A spatio-temporal prediction model based on support vector machine regression: Ambient Black Carbon in three New England States [42]: Awad et al. studied the prediction of black carbon applying nu-Support Vector Regression (nu-SVR). The dataset covered a 12 year period (2000-2011) of the greater Boston area, Cape Cod, Western and Central Massachusetts which were captured from different sources, such as National Institute of Environmental Health Sciences (NIEHS), the Northeast States for Coordinated Air Use Management (NESCAUM) [43], The Interagency Monitoring of Protected Visual Environments (“IMPROVE”) [44], The U.S. Environmental Protection Agency (EPA), and the Normative Aging Study (NAS). Apart from air quality and meteorological data, the following variables also were included in the study: proximity to transportation, topographical characteristics, neighbourhood characteristics. R² was applied as an evaluation metric. The results showed that the proposed method could provide an efficient prediction.

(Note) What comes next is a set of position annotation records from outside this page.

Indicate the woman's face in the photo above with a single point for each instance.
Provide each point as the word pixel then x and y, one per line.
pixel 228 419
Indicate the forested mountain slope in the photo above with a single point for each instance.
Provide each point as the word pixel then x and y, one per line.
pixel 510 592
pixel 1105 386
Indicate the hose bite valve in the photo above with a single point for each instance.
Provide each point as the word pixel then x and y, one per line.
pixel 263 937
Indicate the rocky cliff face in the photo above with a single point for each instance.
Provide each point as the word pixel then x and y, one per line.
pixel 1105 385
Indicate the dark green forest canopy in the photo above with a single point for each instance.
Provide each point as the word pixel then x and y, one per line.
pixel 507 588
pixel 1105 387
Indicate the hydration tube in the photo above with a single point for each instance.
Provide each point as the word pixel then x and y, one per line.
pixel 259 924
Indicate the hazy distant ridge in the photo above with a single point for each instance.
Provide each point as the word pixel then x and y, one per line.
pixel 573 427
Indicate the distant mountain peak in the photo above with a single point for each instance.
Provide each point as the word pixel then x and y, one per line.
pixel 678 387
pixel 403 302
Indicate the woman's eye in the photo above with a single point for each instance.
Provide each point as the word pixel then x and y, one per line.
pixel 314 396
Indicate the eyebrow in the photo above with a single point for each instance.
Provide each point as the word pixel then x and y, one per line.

Particulate Matter Air Pollutants Forecasting using Inductive Learning Approach [45]: Oprea et al. applied an inductive learning approach to forecast PM₁₀ for the next three days using the data of the previous 8 days. The two methods that were used in this study are M5P and REPTree. The data set included air quality (sulfur dioxide, nitrogen monoxide, carbon monoxide, nitrogen oxides, nitrogen dioxide, particulate matter, ozone, o-xylene, m-xylene, benzene, toluene, p-xylene, butadiene, ethyl-benzene), and meteorological data (temperature, relative humidity, solar radiation, atmospheric pressure, wind direction, wind speed, precipitations), over a period of January 2009 to December 2009, January 2011 to December 2011, and January 2015 to April 2015. With the help of PCA, the most correlated variables were selected, including SO₂, NO₂, air temperature and relative humidity. The evaluation metrics used in this study were R, MAE and RMSE. The results showed that M5P enhances the accuracy of the prediction.

Wind-sensitive Interpolation of Urban Air Pollution Forecasts [46]: is focused on the prediction NO, NO₂, SO₂, O₃ and interpolation real-time forecasts in city Valencia. Wind aspect was used for prediction taking into account the factor in Valencia. This air quality data were taken from the Valencia City Council, and the meteorological data (temperature, relative humidity, pressure, wind speed, rain) were taken from the Meteorological Agency of the Government of Spain (AEMET) [47]. Additional to these data traffic intensity features were extracted (traffic level in the surrounding stations and traffic level 3 h before). The following machine learning techniques were applied, including Linear Regression (LR), Quantile Regression (QR) with lasso method, KNN with k = 10, DTR, and RF. To measure the methods mentioned above, the authors used RMSE. The results showed that RF had comparable better results. Afterwards, the authors analysed the wind direction effect on air pollution to enrich the forecasting model, and they applied Local IDW for interpolation purposes, which includes a wind direction factor.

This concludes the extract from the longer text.